Pairing Immuno-Oncology with Other Treatment Modalities

Researchers are also looking at the possibility of combining immunotherapies with other therapies, such as small-molecule targeted therapy. Many targeted therapies, like standard-of-care treatments, have an immunomodular effect, such as T cell proliferation and increased responsiveness to tumor antigens. Thus, they have the similar potential for additive effects.

The most promising candidates among small molecule options include BRAF and MEK inhibitors, both of which have several immunomodulatory properties that could benefit PD-L1 inhibition immunotherapies. Research has shown that BRAF inhibitors, whether used alone or with MEK inhibitors, increase tumor antigen expression in patients with metastatic melanoma. In addition, these small molecules can increase T cell infiltration and increase PD-L1 expression in the same patients.

Another potential for combination therapies involves two different forms of immuno-oncology. Both preclinical and early clinical studies suggest that two immunotherapies that trigger different pathways can be used in unison for greater effect. Two immunotherapies that inhibit nonredundant pathways can have a synergistic effect when used together. For example, PD-L1 and CTLA-4 inhibitors have been shown to have a stronger effect when used together than when used alone.

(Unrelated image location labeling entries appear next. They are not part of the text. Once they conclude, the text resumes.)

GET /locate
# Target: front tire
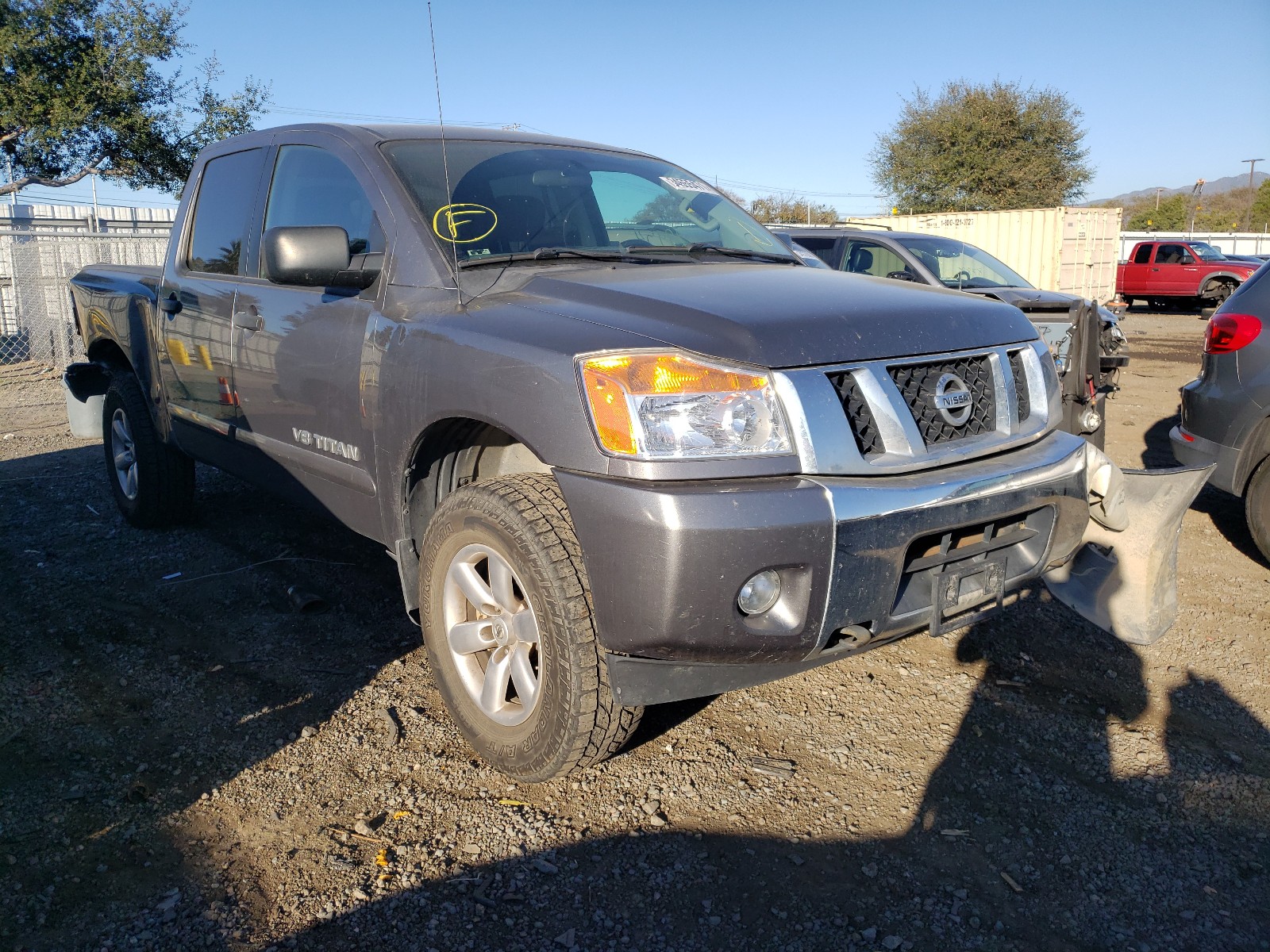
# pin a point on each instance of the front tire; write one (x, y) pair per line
(1257, 507)
(510, 630)
(152, 482)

Researchers believe that this combination therapy could help remove some of the inhibition on adaptive immune responses for strong antitumor attacks. By inhibiting CTLA-4, T cells become activated and proliferate because CTLA-4, an inhibitory receptor, can no longer interact with CD86 and CD80. Then, the activated T cells enter the tumor microenvironment and trigger the release of interferon gamma, which in turn results in the upregulation of PD-L1 by tumor and immune cells. PD-L1 binds to PD-1 on T cells in an effort to stop the normal immune reaction. However, PD-L1 inhibitors prevent this action. Thus, T cells may remain activated longer and have a greater antitumor immune response.